La rivoluzione passiva

Meditazioni su un saggio di Vincenzo Cuoco
“La nostra rivoluzione essendo una rivoluzione passiva, l’unico mezzo di condurla a buon fine era quello di guadagnare l’opinione del popolo. Ma le vedute de’ patrioti e quelle del popolo non erano le stesse.” Vincenzo Cuoco Saggio Storico sulla Rivoluzione di Napoli BUR, introduzione di Pasquale Villari, pagina 153.
In questo passo scritto dal filosofo molisano Vincenzo Cuoco, nato a Civitacampomarano nel 1770 e morto a Napoli nel 1823, troviamo un concetto importantissimo per comprendere quali furono le cause che hanno determinato il fallimento della Rivoluzione Napoletana del 1799 nella quale lo stesso Cuoco fu testimone di quei avvenimenti: ci si riferisce al concetto di rivoluzione passiva; concetto che sarà successivamente ripreso nei Quaderni dal Carcere da Antonio Gramsci ed in particolare nel quaderno 19, un quaderno nel quale Antonio Gramsci svilupperà le sue tesi sui limiti del Risorgimento Italiano, tesi che furono oggetto di dibattito in ambito storiografico che furono ampiamente confutate dagli studi storici sulla Sicilia ed in particolare nel capolavoro di Rosario Romeo intitolato il Risorgimento in Sicilia nel quale le tesi gramsciane sono confutate attracwerso l’analisi economica e sociale svolta da uno storico liberale allievo di Gioacchino Volpe e di Benedetto Croce.
Andiamo per ordine; per ora cerchiamo di approfondire il concetto di rivoluzione passiva, cosa intendeva Cuoco per essa, ed in che modo si sarebbe potuto verificare quello che non accadde: la conquista del cuore delle fasce più basse della popolazione appartenente al Regno di Napoli.
L’opera del Cuoco è un esempio famoso per una serie di motivi che elencheremo.Si confuta definitivamente il luogo comune secondo il quale la storia la scriverebbero i vincitori: Cuoco è uno dei pochi sopravvissuti alla mattanza scatenata dall’Ammiraglio Horatio Nelson contro i “traditori” giacobini che avevano collaborato con l’esercito napoleonico del Generale Championnet;si racconta la genesi della repubblica napoletana nata grazie alla presenza dei soldati napoleonici che hanno formato un governo napoletano che si ispirava al modello emerso durante il periodo rivoluzionario che va dal giuramento della pallacorda sino al mese di termidoro che sancì la fine della rivoluzione e del Comitato di Salute Pubblica;Si cerca di capire come mai gli intellettuali napoletani di formazione illuminista non furono in grado di conquistare il consenso popolare, per cui furono travolti dalla armate sanfediste del Cardinale Ruffo coadiuvate dalla potente flotta comandata dall’ammiraglio Horatio Nelson.

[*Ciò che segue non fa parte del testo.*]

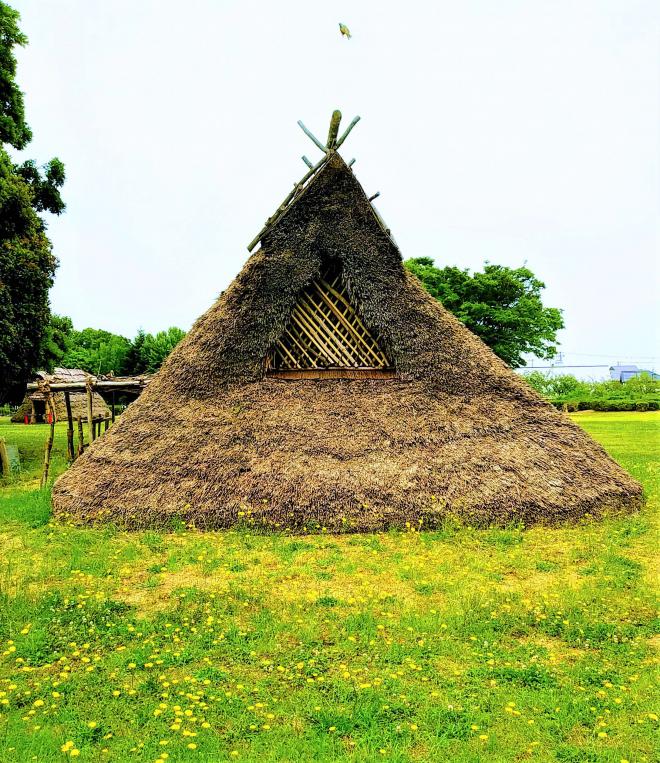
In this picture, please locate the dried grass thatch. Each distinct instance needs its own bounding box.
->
[53,154,642,530]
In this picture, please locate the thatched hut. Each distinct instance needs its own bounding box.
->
[53,115,642,530]
[11,368,110,424]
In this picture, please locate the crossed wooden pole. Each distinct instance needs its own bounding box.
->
[248,109,360,252]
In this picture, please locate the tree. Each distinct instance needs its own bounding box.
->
[0,0,64,403]
[62,328,131,376]
[41,313,73,371]
[404,257,564,367]
[123,329,148,376]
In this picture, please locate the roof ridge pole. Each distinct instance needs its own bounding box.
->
[298,119,328,154]
[335,117,360,149]
[325,109,341,151]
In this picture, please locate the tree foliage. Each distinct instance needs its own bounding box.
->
[405,257,564,367]
[44,315,185,376]
[0,0,64,403]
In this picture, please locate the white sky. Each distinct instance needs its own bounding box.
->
[9,0,660,376]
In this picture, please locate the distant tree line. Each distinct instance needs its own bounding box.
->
[44,315,186,376]
[525,371,660,411]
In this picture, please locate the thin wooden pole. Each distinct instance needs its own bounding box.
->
[325,109,341,149]
[64,391,76,461]
[0,437,11,476]
[335,117,360,148]
[298,115,334,154]
[41,390,55,488]
[248,154,328,252]
[76,416,85,456]
[87,384,94,445]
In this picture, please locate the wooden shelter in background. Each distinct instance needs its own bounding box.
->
[11,368,111,424]
[19,368,151,468]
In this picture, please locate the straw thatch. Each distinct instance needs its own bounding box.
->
[11,368,110,423]
[53,153,641,530]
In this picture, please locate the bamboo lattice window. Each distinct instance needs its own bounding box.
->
[266,271,393,378]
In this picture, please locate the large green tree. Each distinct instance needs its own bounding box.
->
[0,0,64,403]
[61,328,131,376]
[405,257,564,367]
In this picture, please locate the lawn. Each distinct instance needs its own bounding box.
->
[0,413,660,763]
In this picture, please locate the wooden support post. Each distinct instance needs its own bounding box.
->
[0,437,11,477]
[76,416,85,457]
[87,384,94,445]
[41,390,55,488]
[64,391,76,461]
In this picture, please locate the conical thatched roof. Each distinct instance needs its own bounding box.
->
[53,152,641,530]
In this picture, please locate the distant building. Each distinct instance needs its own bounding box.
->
[610,363,660,382]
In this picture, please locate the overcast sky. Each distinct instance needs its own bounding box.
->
[9,0,660,376]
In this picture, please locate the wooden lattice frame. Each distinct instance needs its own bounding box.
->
[266,271,393,378]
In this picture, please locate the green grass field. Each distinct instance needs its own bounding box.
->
[0,413,660,763]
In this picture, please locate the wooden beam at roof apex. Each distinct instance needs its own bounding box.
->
[325,109,341,151]
[298,119,328,154]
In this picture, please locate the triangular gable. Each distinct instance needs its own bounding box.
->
[266,268,392,376]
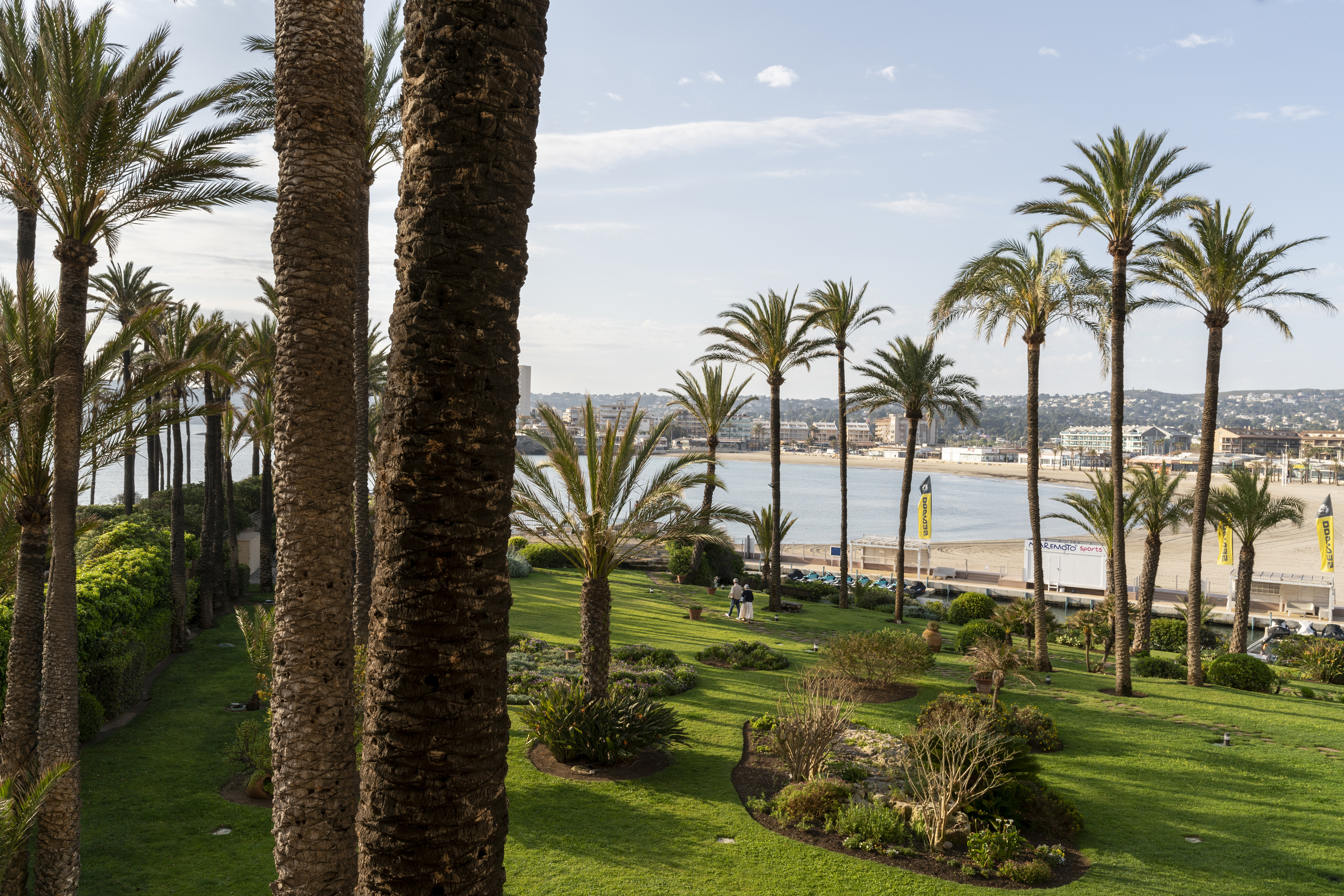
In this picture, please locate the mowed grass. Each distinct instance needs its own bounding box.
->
[81,571,1344,896]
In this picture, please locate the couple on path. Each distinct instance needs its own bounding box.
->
[723,579,755,622]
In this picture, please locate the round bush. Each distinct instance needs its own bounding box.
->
[948,591,996,626]
[518,544,570,570]
[1208,653,1274,693]
[957,619,1008,653]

Sono questi i punti chiave per capire come mai la Repubblica di Napoli non è riuscita a consolidarsi; non a caso grazie a questa drammatica esperienza nella quale si era precedentemente scatenata la violenta reazione sia dei Borbone che di Horatio Nelson con la condanna a morte di coloro che furono coinvolti (in appendice al saggio ci sono i nomi delle 156 vittime che furono condannate e massacrate dalla reazione), accadrà che Vincenzo Cuoco, memore di quei tragici fatti, riuscirà ad influenzare con la sua condotta politica i sovrani napoleonici, ed in particolare Re Gioacchino Murat, a conquistare l’appoggio della popolazione napoletana.

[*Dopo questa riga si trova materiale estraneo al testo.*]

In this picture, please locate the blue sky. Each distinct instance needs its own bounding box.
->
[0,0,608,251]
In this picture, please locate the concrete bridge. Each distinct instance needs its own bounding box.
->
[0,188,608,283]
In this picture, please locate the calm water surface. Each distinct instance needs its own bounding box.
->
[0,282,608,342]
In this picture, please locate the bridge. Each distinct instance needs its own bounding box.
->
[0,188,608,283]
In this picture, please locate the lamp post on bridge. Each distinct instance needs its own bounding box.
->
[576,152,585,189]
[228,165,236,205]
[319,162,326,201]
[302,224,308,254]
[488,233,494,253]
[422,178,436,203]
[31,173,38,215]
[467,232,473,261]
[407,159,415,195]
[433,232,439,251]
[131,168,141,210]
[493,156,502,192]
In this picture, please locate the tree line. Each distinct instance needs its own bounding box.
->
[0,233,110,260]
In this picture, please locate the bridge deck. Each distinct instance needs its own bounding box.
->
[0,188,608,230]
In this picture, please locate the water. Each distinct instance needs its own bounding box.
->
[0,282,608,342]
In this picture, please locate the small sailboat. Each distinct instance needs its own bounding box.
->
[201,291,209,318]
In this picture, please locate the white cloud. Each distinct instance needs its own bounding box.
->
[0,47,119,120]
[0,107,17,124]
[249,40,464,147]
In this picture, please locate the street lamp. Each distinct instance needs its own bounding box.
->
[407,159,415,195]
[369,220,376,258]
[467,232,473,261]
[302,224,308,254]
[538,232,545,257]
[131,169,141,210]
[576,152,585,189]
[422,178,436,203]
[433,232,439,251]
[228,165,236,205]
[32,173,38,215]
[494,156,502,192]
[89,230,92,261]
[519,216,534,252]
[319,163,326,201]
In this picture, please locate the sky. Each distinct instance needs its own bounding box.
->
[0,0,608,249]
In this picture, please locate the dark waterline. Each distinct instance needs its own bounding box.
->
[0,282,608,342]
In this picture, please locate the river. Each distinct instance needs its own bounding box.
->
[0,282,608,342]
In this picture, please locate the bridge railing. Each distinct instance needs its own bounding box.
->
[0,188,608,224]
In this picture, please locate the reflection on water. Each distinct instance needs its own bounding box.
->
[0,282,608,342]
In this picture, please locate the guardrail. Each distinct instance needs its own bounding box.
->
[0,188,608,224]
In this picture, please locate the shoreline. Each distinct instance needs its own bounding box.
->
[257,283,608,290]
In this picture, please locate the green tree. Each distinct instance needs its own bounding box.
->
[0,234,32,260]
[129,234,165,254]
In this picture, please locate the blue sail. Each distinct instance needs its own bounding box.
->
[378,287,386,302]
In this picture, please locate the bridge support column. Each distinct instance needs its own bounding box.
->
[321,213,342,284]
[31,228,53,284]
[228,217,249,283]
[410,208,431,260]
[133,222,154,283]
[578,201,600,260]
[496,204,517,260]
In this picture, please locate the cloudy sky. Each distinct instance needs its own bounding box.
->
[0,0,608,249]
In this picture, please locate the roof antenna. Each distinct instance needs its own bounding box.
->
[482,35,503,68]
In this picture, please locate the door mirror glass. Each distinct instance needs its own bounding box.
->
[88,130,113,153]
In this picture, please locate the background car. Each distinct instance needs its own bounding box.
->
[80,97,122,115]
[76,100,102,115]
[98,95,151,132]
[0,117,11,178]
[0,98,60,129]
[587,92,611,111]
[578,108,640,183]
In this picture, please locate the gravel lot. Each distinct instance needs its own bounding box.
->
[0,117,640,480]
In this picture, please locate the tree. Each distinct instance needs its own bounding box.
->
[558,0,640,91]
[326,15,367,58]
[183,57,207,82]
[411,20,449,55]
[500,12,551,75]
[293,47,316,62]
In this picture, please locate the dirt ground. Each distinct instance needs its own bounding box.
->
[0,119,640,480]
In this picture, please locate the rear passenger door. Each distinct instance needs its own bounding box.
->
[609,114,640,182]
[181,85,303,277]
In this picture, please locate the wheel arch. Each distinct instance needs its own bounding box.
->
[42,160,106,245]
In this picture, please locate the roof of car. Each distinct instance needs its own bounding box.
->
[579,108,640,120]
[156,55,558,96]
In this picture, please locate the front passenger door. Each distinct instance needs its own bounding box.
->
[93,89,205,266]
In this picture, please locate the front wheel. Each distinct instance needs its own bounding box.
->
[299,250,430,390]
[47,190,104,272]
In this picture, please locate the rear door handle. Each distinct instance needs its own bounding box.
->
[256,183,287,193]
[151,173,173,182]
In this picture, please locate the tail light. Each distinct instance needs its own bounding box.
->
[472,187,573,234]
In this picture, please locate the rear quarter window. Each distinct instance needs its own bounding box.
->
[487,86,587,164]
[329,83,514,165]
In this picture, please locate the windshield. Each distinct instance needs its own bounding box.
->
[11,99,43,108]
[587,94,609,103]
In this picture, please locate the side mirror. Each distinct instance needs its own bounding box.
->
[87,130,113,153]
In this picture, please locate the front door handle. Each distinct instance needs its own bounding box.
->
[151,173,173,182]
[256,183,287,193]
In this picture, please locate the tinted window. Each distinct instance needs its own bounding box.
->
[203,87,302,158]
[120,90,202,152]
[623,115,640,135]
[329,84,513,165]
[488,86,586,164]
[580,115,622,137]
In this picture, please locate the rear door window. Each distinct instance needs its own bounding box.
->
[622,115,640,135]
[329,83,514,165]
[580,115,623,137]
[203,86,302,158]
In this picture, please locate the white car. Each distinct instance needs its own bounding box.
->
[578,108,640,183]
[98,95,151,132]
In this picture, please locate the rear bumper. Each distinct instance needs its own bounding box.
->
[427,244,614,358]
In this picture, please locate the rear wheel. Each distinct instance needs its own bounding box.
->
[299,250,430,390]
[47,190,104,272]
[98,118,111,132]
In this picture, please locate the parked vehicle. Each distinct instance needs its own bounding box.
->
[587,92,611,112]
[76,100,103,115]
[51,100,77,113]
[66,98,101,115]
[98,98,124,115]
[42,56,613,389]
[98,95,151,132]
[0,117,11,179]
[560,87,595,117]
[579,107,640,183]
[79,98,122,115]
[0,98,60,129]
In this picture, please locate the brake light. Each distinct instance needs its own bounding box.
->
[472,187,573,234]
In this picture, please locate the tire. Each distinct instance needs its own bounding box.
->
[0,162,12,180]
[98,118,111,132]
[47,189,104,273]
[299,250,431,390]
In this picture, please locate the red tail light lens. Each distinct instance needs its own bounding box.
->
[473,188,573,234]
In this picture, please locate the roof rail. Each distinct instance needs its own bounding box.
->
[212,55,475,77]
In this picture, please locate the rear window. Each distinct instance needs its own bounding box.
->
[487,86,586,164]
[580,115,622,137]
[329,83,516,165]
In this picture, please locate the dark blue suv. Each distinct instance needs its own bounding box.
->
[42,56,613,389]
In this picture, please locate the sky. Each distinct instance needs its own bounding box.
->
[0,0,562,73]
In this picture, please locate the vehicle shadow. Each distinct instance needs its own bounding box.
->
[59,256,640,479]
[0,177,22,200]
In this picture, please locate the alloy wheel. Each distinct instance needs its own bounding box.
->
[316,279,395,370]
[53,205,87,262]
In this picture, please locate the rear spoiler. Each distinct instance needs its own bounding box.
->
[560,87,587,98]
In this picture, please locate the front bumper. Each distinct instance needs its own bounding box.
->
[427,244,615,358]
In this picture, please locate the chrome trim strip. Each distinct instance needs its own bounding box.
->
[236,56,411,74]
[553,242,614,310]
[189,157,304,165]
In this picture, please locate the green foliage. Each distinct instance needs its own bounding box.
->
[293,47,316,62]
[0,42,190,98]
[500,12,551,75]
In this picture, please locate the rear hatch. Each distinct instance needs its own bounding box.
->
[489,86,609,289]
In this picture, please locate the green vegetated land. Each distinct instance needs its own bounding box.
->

Altra cosa il concetto di Rivoluzione Passiva enunciata da Antonio Gramsci nei suoi Quaderni, nei quali applica il concetto al Risorgimento italiano interpretato come fenomeno elitario e non di massa che non ebbe il coraggio soprattutto nel meridione di risolvere la questione agraria; per cui diventa spontanea in Gramsci la deduzione secondo la quale Risorgimento italiano= Rivoluzione passiva (concetto che ad una attenta analisi non regge perché, furono proprio i moti popolari verificatesi in Sicilia dagli anni 20 sino agli anni 60 ad aprire la strada ai processi politici che furono determinanti per l’unione della penisola).
Qui, e ci vorrebbe un altro articolo per mezzo del sarebbe opportuno spiegare a grandi linee come mai lo storico siciliano Rosario Romeo non considera valide sia dal punto di vista storiografico che economico le tesi gramsciane sul Risorgimento, tesi che hanno origine dalla libera interpretazione che lo scrittore sardo applica facendo proprio un concetto teorizzato e brillantemente spiegato da Vincenzo Cuoco.